Yuki makes her appearance ten minutes before the train is scheduled, and by now I’m on chapter 4. The book’s just starting to pick up.
“How long have you been waiting?”
“Half an hour?” I shrug.
“Why?”
“Left early.”
“Why?”
“There was nothing to do?”
“Then go to sleep!”
“Can’t, was already awake. By the way, I think our bookstores are going to hell?”
“Why?” just like her, to never miss a bit despite the abrupt topic change.
“Well, I’ve been in the store yesterday, and I bought this Edger Ellen Poe collection. It’s this most pretty thing ever—looks like a collectible, hard cover and everything. Anyway, I’m sitting there checking other books of the same edition cause there’s a sale and you know I can’t miss that, when the saleswoman comes up to me and tells me they also have 50-Shades-of-Gray.

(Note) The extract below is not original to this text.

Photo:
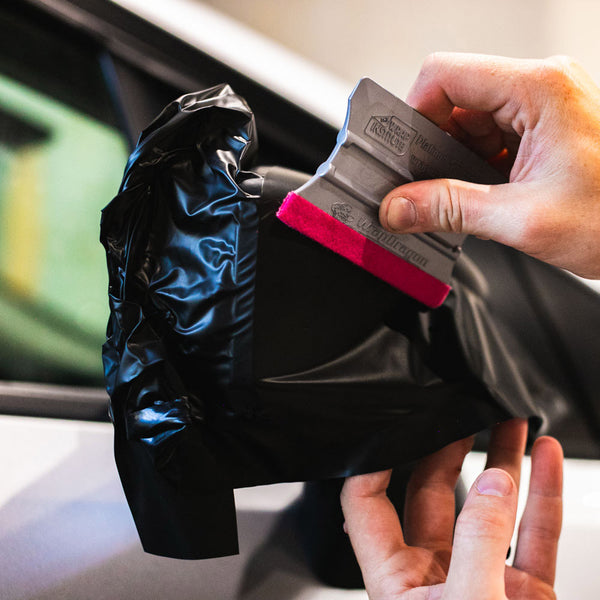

“Now, it’s not that’s I’ve anything against erotica, you know I read some of those,” she makes a face, because she really hate those kind of stuff. For an 18 years old, she’s way behind in that department. “But aside of disliking that specific one, I’m standing there with Edger Ellen Poe in one hand and Alice in Wonderland in the other, and she’s offering me freaking 50-Shades-of-Gray. Something is wrong here.”
She looks horrified. She opens her mind to say something—I don’t know if it’s on the fact I have an opinion on Fifty Shades of Grey (which by the way I have not read. The writing was too horrible for me to pass the first page) or on the fact the saleswoman actually did that, when our best friend, Nathan, comes by us.
“Hey Lil, Amanda,” he greets. By Lil he means me – Lily. And Amanda’s Yuki. She just never lets me call her that.
“Good morning,” I tell him.
“Shouldn’t we get going?” he asks. I look up and see we’ve got one minute to board the train. I nearly jump out of my skin and hurry the hell up.

School’s… school. Nothing changes on this front. ‘Course, nothing ever does. You’ve got a schedule, you’ve got the same teachers and the same classmates. And as ours a “special school” – which to say I’ll get out of it with a form of degree connected to film-making, my major – no chance of mysterious hotties moving in the middle of the year. Do you see why I rather live with my books? So much more interesting.
I could care less who discovered the photoelectric effect, but my teacher seems to think it’s important. I tried to concentrate. We’ve covered this material already, but after a test where everyone but two people (one of them is me) failed, he’s revisiting it.
I tone him out, scanning the class. Those who should really be listening are busy on their laptops. Figures.
I open my and write a review for the book I read last night. It was a good book, though I found the romance developed a bit too fast for my tastes. I was thinking of trying to sneak in some book-pages on my computer application of my E-book when the teacher announce all those who passed a certain score (Me), are excused of the class until he finishes teaching some subjects again. Which would be in two weeks.
Why did I bother coming to school, again?